As part of the proactive, detailed, and prescriptive regulatory direction taken by NEMP, it provides nationally recognized guideline values for only three specific PFAS (PFOS, PFHxS, and PFOA), but for multiple media and exposure scenarios, including:

  • Drinking water quality
    • Recreational water quality
    • Human health investigation levels for soil
    • Residential with garden/accessible soil
    • Residential with minimal opportunities for soil access
    • Public open space
  • Industrial/commercial
  • Ecological guideline values for soil
    • Ecological direct exposure
    • Ecological indirect exposure
  • Biota guideline values
    • Ecological direct exposure for wildlife diet
    • Ecological exposure protective of birds
  • Ecological water quality
    • Freshwater
    •  Interim marine

This approach has its benefits and drawbacks. While it seems NEMP covers all bases with a myriad of criteria for multi-media exposure scenarios, it becomes a matter of professional judgement for applicability in specific situations. These guideline values have become de facto enforceable under the Australian environmental auditor system despite the argument that some criteria are insufficiently protective while others are overly protective. For instance, guideline values for PFOS+PFHxS and PFOA in drinking water are 70 ng/L and 560 ng/L, respectively. Comparatively, the U.S.EPA Health Advisory Level (HAL) is 70 ng/L for PFOS and PFOA, setting a more stringent guideline for drinking water in the United States with individual states promulgating stricter standards. Conversely, the interim marine ecological water quality guideline value of 0.23 ng/L for PFOS is based on freshwater studies and considered extremely stringent. In some instances, this has stalled progress of remediation at PFAS impacted sites. It also reflects the United States emphasis on drinking water compared to the Australian ecological drivers, which ultimately comes down to a different mode of human ingestion of PFAS.

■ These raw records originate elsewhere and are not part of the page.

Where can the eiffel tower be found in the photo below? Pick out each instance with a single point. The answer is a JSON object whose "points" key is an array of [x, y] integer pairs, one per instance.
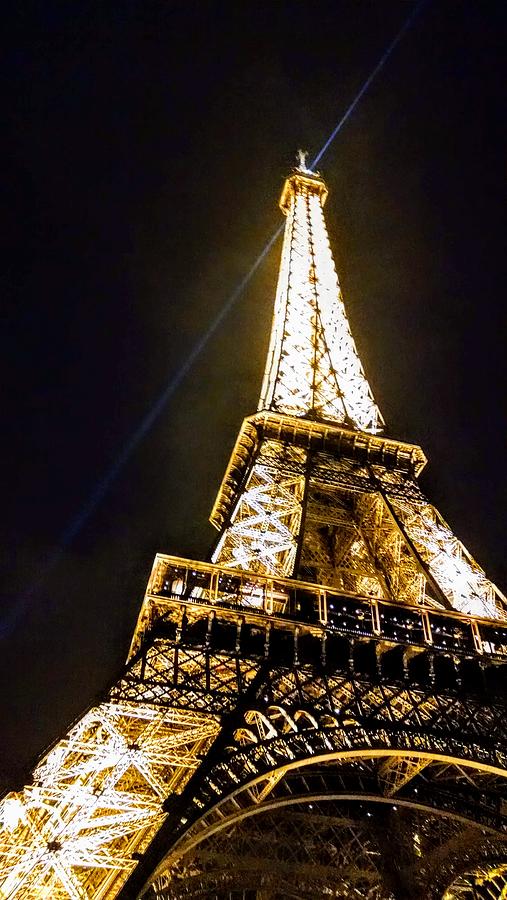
{"points": [[320, 709]]}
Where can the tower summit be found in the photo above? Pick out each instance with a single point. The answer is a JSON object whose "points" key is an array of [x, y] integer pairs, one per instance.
{"points": [[313, 368], [318, 711]]}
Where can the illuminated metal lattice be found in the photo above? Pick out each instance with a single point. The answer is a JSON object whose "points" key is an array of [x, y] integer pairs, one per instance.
{"points": [[334, 651], [313, 368], [96, 800]]}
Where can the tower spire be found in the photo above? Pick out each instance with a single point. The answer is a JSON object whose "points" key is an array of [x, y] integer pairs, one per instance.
{"points": [[313, 369]]}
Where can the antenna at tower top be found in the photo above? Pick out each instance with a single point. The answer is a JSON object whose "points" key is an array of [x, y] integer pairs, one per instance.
{"points": [[302, 156]]}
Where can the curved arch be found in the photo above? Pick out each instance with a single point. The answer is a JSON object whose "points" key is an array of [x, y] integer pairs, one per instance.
{"points": [[256, 789]]}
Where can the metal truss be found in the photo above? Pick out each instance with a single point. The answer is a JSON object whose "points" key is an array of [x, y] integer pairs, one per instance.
{"points": [[96, 800], [321, 710], [313, 367], [263, 534], [359, 527]]}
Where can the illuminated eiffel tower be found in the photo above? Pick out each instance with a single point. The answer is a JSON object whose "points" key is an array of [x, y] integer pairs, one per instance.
{"points": [[320, 711]]}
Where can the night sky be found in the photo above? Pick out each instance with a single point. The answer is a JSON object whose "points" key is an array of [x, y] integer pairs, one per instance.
{"points": [[146, 149]]}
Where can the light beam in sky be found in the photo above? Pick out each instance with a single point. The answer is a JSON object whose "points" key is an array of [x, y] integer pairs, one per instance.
{"points": [[102, 487]]}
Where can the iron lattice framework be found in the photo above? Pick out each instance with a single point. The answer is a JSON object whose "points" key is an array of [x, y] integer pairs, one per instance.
{"points": [[320, 711]]}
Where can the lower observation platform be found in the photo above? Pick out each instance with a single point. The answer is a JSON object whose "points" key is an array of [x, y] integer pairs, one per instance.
{"points": [[181, 585]]}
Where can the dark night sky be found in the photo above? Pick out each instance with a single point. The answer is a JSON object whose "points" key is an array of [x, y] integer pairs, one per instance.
{"points": [[147, 143]]}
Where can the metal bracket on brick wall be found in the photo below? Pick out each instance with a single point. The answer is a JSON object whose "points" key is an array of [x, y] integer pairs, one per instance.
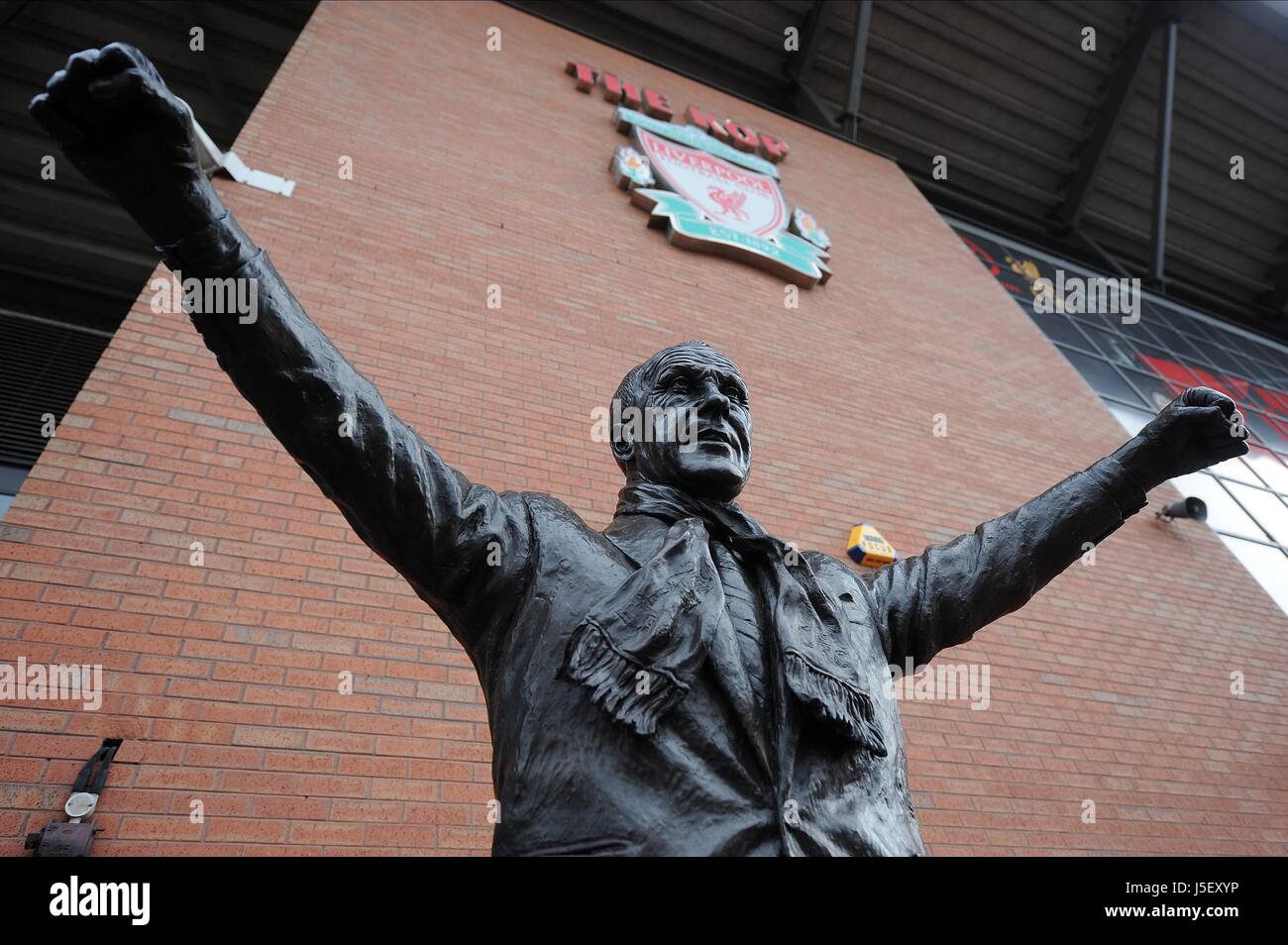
{"points": [[213, 158]]}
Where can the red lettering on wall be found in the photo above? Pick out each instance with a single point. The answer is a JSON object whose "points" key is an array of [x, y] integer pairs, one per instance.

While the PFAS Strategic Roadmap focuses on the early lifecycle to prevent PFAS from entering the environment, NEMP provides guidance on the end of lifecycle, specifically regarding landfills and wastewater treatment plants as PFAS receptors. NEMP provides detailed guidance for on-site management and landfill construction to contain PFAS waste, whereas the PFAS Strategic Roadmap indicates there is more to come on destroying and disposing PFAS, which also creates a bottleneck for site remediation and disposal of spent treatment media.

Both NEMP and the PFAS Strategic Roadmap are concerned with protecting disadvantaged communities and providing equitable access to PFAS solutions, but NEMP takes it a step further invoking the concept of generational equity when addressing PFAS.

Keeping tabs on the regulatory landscape

Drawing on my personal experience of navigating the PFAS regulatory landscape in both the United States and Australia, it is interesting to compare the national approaches each is undertaking. One is rather plodding and general, while the other is proactive and prescriptive. Both approaches have benefits and drawbacks that are evident, each shaped by their country’s unique geopolitical factors. However, PFAS is a global environmental issue, and we can benefit from learning how other countries work to overcome the pervasive PFAS challenges. Here at Woodard & Curran, we are monitoring the local, national, and international regulatory framework to stay informed of this dynamic environment and assist our public and private clients with strategic PFAS management.